Researching in the great encyclopedia of bodybuilding, Keys to the Inner Universe by Bill Pearl, four-time Mr. Universe, we find 50 pages of exercise devoted to developing and defining our thighs. More than 150 different exercises are explained and pictured.
Arguably the best exercise for getting bigger thighs is the squat. This is also the most avoided exercise by less-than-serious bodybuilders because it requires a lot of exertion. Squats may be performed with barbells (preferred) or with devices like the weight-loaded Smith machine.
Squats may be done with the weight on our shoulders, or held at chest level in front. They may be performed with the heels elevated about two inches or flat-footed. Regardless of how they are performed, the legs should never be “locked out” when in the straight position, or the tension will be off the muscles.
A bench may be used for one type of squat so that you may gauge the correct distance to go down, or you can just go until your butt hits your heels. How you point your knees and your foot spread will determine whether you work inner, outer or upper thighs.

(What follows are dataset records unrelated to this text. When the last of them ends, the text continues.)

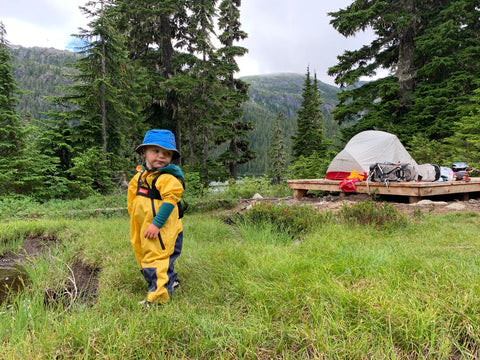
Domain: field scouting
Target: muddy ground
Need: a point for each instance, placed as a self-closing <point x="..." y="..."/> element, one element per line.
<point x="81" y="281"/>
<point x="78" y="284"/>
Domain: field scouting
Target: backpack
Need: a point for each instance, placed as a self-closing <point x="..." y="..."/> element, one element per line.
<point x="428" y="172"/>
<point x="143" y="189"/>
<point x="390" y="172"/>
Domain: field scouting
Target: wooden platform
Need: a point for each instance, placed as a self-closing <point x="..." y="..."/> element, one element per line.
<point x="414" y="190"/>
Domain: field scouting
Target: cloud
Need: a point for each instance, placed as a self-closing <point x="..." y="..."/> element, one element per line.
<point x="283" y="35"/>
<point x="44" y="23"/>
<point x="288" y="36"/>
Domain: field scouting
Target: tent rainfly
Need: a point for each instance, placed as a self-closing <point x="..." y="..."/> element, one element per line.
<point x="365" y="149"/>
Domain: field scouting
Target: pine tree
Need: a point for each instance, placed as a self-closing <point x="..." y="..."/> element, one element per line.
<point x="233" y="129"/>
<point x="277" y="155"/>
<point x="310" y="136"/>
<point x="23" y="169"/>
<point x="429" y="48"/>
<point x="101" y="108"/>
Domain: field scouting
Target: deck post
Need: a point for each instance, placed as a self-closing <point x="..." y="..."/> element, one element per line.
<point x="299" y="193"/>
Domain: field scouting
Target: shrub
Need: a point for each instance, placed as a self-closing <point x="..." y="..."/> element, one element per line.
<point x="294" y="220"/>
<point x="373" y="213"/>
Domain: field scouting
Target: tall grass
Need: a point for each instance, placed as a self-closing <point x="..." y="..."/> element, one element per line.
<point x="338" y="290"/>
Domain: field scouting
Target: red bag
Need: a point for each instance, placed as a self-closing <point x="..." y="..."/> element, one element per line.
<point x="348" y="185"/>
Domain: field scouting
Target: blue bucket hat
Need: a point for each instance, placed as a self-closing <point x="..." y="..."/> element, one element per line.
<point x="163" y="138"/>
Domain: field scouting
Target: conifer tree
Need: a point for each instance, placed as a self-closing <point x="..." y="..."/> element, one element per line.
<point x="310" y="136"/>
<point x="233" y="129"/>
<point x="100" y="108"/>
<point x="277" y="155"/>
<point x="23" y="169"/>
<point x="429" y="49"/>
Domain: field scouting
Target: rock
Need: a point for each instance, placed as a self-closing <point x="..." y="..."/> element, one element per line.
<point x="456" y="206"/>
<point x="429" y="202"/>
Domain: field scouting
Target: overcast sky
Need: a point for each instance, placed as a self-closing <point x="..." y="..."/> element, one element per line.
<point x="283" y="35"/>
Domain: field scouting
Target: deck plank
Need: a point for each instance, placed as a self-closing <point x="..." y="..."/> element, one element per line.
<point x="414" y="190"/>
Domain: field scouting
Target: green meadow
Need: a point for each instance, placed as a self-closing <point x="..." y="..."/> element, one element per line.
<point x="276" y="282"/>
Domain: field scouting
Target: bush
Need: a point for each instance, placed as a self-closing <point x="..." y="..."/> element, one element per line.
<point x="373" y="213"/>
<point x="295" y="220"/>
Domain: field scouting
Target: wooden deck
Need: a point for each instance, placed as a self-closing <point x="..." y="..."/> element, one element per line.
<point x="414" y="190"/>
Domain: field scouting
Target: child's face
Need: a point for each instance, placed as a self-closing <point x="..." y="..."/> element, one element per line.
<point x="156" y="156"/>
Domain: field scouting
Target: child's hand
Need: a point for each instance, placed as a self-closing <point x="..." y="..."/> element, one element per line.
<point x="152" y="231"/>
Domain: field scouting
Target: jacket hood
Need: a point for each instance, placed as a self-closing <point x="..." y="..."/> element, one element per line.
<point x="169" y="169"/>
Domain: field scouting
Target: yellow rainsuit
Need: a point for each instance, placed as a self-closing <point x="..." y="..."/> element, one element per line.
<point x="155" y="257"/>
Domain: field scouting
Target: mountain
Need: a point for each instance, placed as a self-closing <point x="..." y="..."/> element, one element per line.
<point x="271" y="94"/>
<point x="39" y="73"/>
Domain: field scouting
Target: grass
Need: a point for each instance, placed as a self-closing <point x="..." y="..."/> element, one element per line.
<point x="340" y="290"/>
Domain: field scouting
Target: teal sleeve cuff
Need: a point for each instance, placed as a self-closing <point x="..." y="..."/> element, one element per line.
<point x="162" y="214"/>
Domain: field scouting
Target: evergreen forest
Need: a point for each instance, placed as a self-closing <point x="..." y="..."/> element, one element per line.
<point x="71" y="120"/>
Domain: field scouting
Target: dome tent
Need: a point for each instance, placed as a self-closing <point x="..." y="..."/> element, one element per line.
<point x="365" y="149"/>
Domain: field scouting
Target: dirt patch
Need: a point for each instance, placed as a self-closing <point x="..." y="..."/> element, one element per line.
<point x="79" y="283"/>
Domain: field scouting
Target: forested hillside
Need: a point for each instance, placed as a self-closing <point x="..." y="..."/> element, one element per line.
<point x="270" y="95"/>
<point x="39" y="73"/>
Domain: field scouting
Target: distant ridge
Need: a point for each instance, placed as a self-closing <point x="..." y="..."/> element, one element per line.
<point x="39" y="74"/>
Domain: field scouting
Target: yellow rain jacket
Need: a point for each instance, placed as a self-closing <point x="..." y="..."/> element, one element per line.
<point x="155" y="257"/>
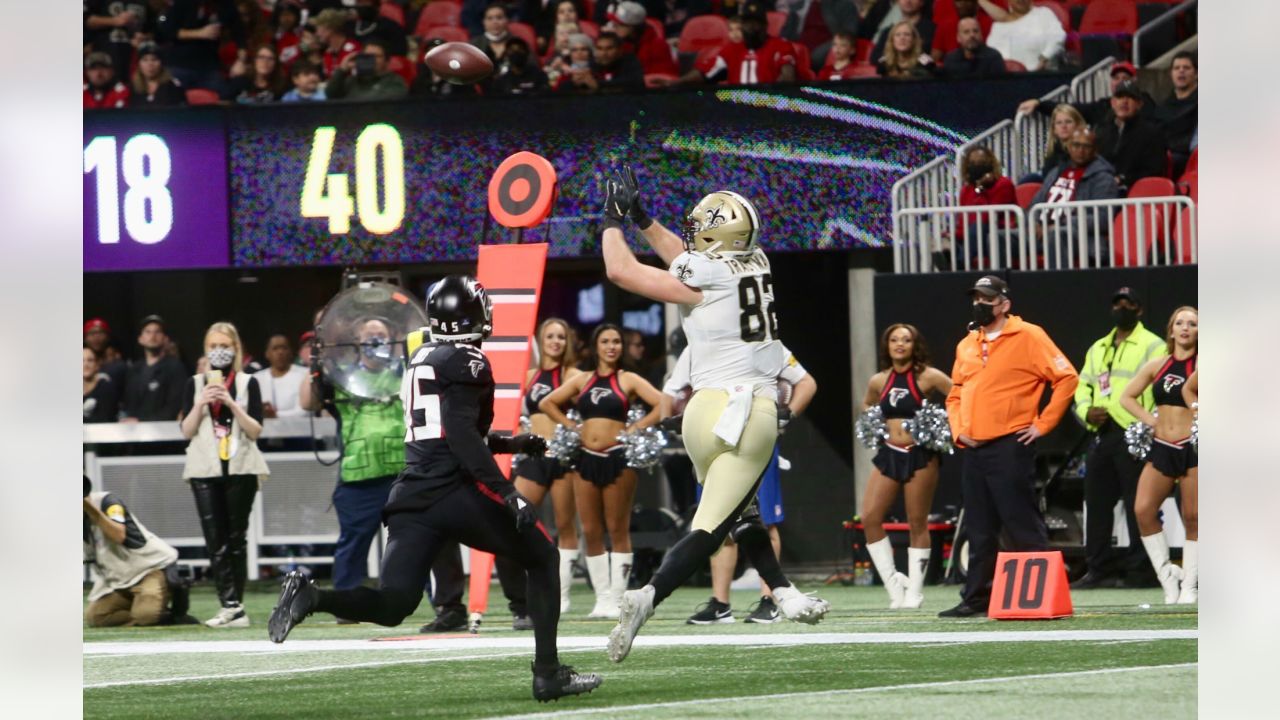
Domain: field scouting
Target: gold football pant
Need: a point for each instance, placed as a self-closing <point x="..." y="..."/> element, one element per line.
<point x="727" y="473"/>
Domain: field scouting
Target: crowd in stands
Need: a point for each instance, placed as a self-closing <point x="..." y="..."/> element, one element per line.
<point x="164" y="53"/>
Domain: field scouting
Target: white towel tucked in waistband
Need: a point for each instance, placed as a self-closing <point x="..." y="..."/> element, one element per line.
<point x="731" y="422"/>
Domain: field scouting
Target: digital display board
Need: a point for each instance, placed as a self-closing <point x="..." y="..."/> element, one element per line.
<point x="406" y="182"/>
<point x="155" y="190"/>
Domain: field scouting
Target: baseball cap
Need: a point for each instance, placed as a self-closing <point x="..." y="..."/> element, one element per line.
<point x="97" y="60"/>
<point x="1127" y="294"/>
<point x="1123" y="67"/>
<point x="1128" y="89"/>
<point x="150" y="319"/>
<point x="990" y="286"/>
<point x="630" y="13"/>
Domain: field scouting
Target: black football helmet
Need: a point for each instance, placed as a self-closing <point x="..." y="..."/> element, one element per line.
<point x="460" y="310"/>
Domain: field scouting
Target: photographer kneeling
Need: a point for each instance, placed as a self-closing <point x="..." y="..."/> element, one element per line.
<point x="137" y="583"/>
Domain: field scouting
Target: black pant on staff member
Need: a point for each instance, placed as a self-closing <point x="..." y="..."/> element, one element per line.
<point x="1111" y="474"/>
<point x="999" y="483"/>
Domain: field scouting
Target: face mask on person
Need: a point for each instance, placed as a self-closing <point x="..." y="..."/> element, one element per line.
<point x="1125" y="318"/>
<point x="983" y="314"/>
<point x="220" y="358"/>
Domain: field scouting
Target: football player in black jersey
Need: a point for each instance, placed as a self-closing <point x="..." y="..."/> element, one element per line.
<point x="452" y="490"/>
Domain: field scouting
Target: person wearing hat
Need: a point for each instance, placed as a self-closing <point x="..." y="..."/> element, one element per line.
<point x="152" y="391"/>
<point x="999" y="378"/>
<point x="1111" y="473"/>
<point x="101" y="89"/>
<point x="154" y="86"/>
<point x="640" y="40"/>
<point x="1134" y="145"/>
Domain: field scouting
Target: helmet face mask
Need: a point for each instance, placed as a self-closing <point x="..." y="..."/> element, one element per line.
<point x="722" y="223"/>
<point x="460" y="310"/>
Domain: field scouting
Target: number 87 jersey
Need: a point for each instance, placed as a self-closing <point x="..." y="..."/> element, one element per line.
<point x="732" y="332"/>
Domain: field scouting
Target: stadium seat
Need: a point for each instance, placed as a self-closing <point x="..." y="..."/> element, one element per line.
<point x="525" y="32"/>
<point x="776" y="21"/>
<point x="1110" y="17"/>
<point x="438" y="13"/>
<point x="447" y="33"/>
<point x="1025" y="192"/>
<point x="393" y="13"/>
<point x="201" y="96"/>
<point x="1153" y="187"/>
<point x="1125" y="228"/>
<point x="703" y="32"/>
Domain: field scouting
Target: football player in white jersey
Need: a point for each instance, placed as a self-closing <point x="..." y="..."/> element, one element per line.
<point x="721" y="279"/>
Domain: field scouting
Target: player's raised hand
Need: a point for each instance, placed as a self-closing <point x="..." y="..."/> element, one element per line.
<point x="526" y="516"/>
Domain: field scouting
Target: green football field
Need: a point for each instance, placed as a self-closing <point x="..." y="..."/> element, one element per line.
<point x="1114" y="659"/>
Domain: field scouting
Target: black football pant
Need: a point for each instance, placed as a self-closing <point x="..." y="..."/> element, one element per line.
<point x="476" y="518"/>
<point x="999" y="484"/>
<point x="224" y="505"/>
<point x="1111" y="474"/>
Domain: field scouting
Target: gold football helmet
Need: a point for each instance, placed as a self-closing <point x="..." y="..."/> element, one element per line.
<point x="722" y="222"/>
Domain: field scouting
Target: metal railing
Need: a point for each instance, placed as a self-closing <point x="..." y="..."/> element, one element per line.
<point x="1112" y="233"/>
<point x="1097" y="233"/>
<point x="1002" y="140"/>
<point x="1164" y="19"/>
<point x="929" y="186"/>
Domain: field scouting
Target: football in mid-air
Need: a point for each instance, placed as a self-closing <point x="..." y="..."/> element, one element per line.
<point x="460" y="63"/>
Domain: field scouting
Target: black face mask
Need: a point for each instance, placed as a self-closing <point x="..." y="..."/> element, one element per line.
<point x="1125" y="318"/>
<point x="983" y="314"/>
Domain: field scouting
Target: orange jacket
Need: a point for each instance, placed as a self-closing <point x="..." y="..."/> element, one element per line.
<point x="1002" y="396"/>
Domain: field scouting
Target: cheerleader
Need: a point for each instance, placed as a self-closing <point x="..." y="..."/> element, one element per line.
<point x="535" y="477"/>
<point x="1171" y="459"/>
<point x="899" y="388"/>
<point x="604" y="488"/>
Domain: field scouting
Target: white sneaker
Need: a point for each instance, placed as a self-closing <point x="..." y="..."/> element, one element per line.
<point x="232" y="616"/>
<point x="1170" y="578"/>
<point x="604" y="607"/>
<point x="896" y="588"/>
<point x="635" y="609"/>
<point x="800" y="606"/>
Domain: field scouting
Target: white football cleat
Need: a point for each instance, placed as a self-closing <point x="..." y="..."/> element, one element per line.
<point x="636" y="607"/>
<point x="799" y="606"/>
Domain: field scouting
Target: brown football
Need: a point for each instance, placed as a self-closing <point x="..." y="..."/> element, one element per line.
<point x="460" y="63"/>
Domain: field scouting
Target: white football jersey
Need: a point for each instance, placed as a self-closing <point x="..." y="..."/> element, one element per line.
<point x="732" y="332"/>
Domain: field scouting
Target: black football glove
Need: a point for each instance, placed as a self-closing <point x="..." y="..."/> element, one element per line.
<point x="617" y="201"/>
<point x="638" y="215"/>
<point x="525" y="513"/>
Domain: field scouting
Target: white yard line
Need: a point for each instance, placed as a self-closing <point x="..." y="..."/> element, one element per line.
<point x="586" y="642"/>
<point x="626" y="709"/>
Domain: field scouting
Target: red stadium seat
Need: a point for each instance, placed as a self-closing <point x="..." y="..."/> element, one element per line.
<point x="201" y="96"/>
<point x="703" y="32"/>
<point x="1025" y="192"/>
<point x="1153" y="187"/>
<point x="393" y="13"/>
<point x="524" y="32"/>
<point x="438" y="13"/>
<point x="447" y="33"/>
<point x="1110" y="17"/>
<point x="776" y="21"/>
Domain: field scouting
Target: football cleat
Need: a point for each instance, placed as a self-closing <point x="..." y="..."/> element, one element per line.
<point x="298" y="597"/>
<point x="799" y="606"/>
<point x="563" y="682"/>
<point x="635" y="610"/>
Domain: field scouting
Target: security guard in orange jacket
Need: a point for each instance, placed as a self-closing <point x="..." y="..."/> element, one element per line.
<point x="997" y="382"/>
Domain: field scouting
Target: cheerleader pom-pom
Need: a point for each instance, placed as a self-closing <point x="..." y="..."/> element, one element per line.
<point x="869" y="428"/>
<point x="931" y="429"/>
<point x="1138" y="437"/>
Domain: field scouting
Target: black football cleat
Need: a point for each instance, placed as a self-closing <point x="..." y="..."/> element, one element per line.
<point x="563" y="682"/>
<point x="297" y="600"/>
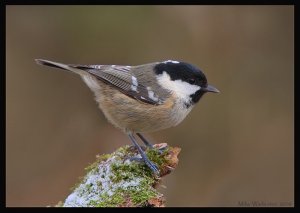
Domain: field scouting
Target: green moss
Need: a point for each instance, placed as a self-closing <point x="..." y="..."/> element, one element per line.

To build bigger thighs, several types of squats should be performed for three sets of ten repetitions.
• Barbell Squat – using an Olympic bar and weights and a squat rack, elevate your heels and squat down until your thighs are parallel with the floor. Use enough weight that you struggle to reach ten reps.
• Barbell Squat Wide Stance – with heels elevated and legs spread widely, squat with your knees pointed out for an inner thigh workout.
• Hack Squat – with heels elevated and the barbell held behind your buttocks, squat until the weights nearly touch the floor.
• Leg Press Machine – seated in the machine, the placement of your feet on the foot pads will determine whether you work inner, outer or upper thighs.
• Decline Leg Press Machine – seated in the machine, the foot placement will change the portion of the thigh that is worked. The gluteus maximus (buttocks) also get worked if you go deeply enough.
Leg Extension Machine
• Leg extensions will work the outer, inner and lower thigh down to the knee.
• Using a thigh curl machine or cable-and-pulley machine with ankle straps, perform curls to build the hamstrings or thigh biceps muscles.
Abductor and Adductor Machines
• These machines will work the inner thigh and the hip flexors. The development of these muscles is important to the overall look of your thighs. If these machines aren’t available, a cable-and-pulley machine may suffice.
Dumbbell Lunges for Bigger Thighs
• This exercise will build the rear thigh muscles, including the gluteus. They are also good for the hips and lower body flexibility.